Le réalisateur s'est inspiré du cinéma de genre à suspense pour filmer la cuisine comme une cocotte-minute visuelle, multipliant les angles de caméra originaux pour éviter toute monotonie théâtrale. Il souhaitait que chaque ouverture de porte vers la salle à manger soit vécue comme une incursion sur un champ de bataille.
La principale difficulté de production a été de tourner l'intégralité du film dans un espace studio minuscule reproduisant une cuisine parisienne encombrée sans entraver les mouvements de la caméra. L'équipe technique a dû monter des cloisons entièrement amovibles sur rails pour permettre aux cadreurs de suivre les acteurs sans couper le rythme des tirades.
Une anecdote amusante concerne les plats de nourriture servis durant le tournage, qui devaient rester frais de prise en prise pendant des jours entiers sous la chaleur étouffante des projecteurs. L'odeur du gigot d'agneau était devenue si insupportable que Jean-Pierre Bacri a dû improviser une réplique cinglante sur la piètre qualité de la cuisine de Martine pour évacuer son agacement.
Pour le casting, les producteurs avaient initialement suggéré d'engager des têtes d'affiche du cinéma populaire pour maximiser les entrées en salles. Le réalisateur a catégoriquement refusé, exigeant de conserver l'intégralité de la distribution théâtrale d'origine car leur complicité et leur synchronisation rythmique étaient impossibles à recréer en quelques semaines de répétition.
Le film explore en profondeur les thématiques de l'hypocrisie sociale, de la rancœur amicale accumulée et du culte de la célébrité superficielle. Il dresse un portrait acide des rapports de force au sein du couple et de la frustration née de la comparaison permanente avec la réussite matérielle d'autrui. Enfin, l'œuvre aborde avec une immense pudeur la solitude affective et la dignité des petites gens face au mépris de classe involontaire des puissants.
Le dénouement de la soirée voit le départ précipité de la star de la télévision, laissant les convives face au vide de leurs propres existences exacerbées par l'alcool. Après l'explosion des vérités, la cuisine retrouve un calme lourd de sens où les masques sont définitivement tombés, empêchant tout retour au statu quo hypocrite. La scène finale montre le personnage de Georges, le squatteur silencieux, nettoyant méticuleusement la pièce vide, métaphore du nettoyage émotionnel qui vient d'avoir lieu.

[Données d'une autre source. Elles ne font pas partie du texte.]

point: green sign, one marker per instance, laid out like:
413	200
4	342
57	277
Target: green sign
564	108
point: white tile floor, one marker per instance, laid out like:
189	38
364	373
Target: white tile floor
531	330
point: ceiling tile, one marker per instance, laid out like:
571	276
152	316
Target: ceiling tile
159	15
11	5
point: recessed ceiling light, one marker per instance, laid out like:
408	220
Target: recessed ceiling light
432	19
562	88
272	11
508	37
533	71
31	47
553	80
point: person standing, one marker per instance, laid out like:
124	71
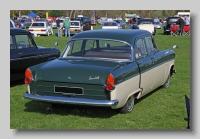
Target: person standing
130	23
187	21
59	27
126	20
181	22
66	25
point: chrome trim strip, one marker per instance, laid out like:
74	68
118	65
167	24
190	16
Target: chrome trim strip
67	100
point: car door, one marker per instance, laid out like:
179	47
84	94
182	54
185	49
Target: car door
159	61
26	52
144	62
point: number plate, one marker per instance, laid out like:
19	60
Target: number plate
68	90
72	30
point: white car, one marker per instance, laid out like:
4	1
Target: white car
53	24
110	25
41	28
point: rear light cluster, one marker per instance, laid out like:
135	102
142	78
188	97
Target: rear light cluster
110	83
28	76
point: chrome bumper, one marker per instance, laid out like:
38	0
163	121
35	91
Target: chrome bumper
67	100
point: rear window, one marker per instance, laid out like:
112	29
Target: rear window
38	24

C'est une conclusion ouverte et mélancolique qui laisse entendre que si les illusions sont mortes, une forme d'honnêteté brute peut enfin renaître entre les protagonistes.
Le titre articule parfaitement l'architecture de l'appartement avec la sociologie des personnages en opposant la noblesse de la cuisine au terme juridique et logistique de dépendances. Les dépendances désignent ici de manière métaphorique les personnages secondaires de la soirée, exclus du salon doré mais indispensables au fonctionnement de la microsociété bourgeoise. C'est un résumé ironique de la condition humaine où l'essentiel se joue toujours en marge du spectacle officiel.

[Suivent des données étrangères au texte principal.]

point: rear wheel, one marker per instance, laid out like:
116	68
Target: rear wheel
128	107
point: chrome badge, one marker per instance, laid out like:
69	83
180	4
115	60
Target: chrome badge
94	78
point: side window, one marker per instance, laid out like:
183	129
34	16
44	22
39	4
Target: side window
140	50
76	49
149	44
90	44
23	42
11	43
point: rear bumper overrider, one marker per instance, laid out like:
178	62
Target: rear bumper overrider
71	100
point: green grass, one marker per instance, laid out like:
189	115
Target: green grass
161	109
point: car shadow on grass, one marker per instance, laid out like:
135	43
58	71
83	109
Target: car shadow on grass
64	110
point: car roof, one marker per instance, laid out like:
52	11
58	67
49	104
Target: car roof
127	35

Le film est aujourd'hui considéré comme un classique absolu du cinéma français des années 1990 et une référence indétrônable du film de bande. Ses répliques ciselées continuent d'être citées régulièrement dans les médias, et la pièce d'origine fait l'objet de nombreuses reprises par des compagnies de théâtre amateurs et professionnelles.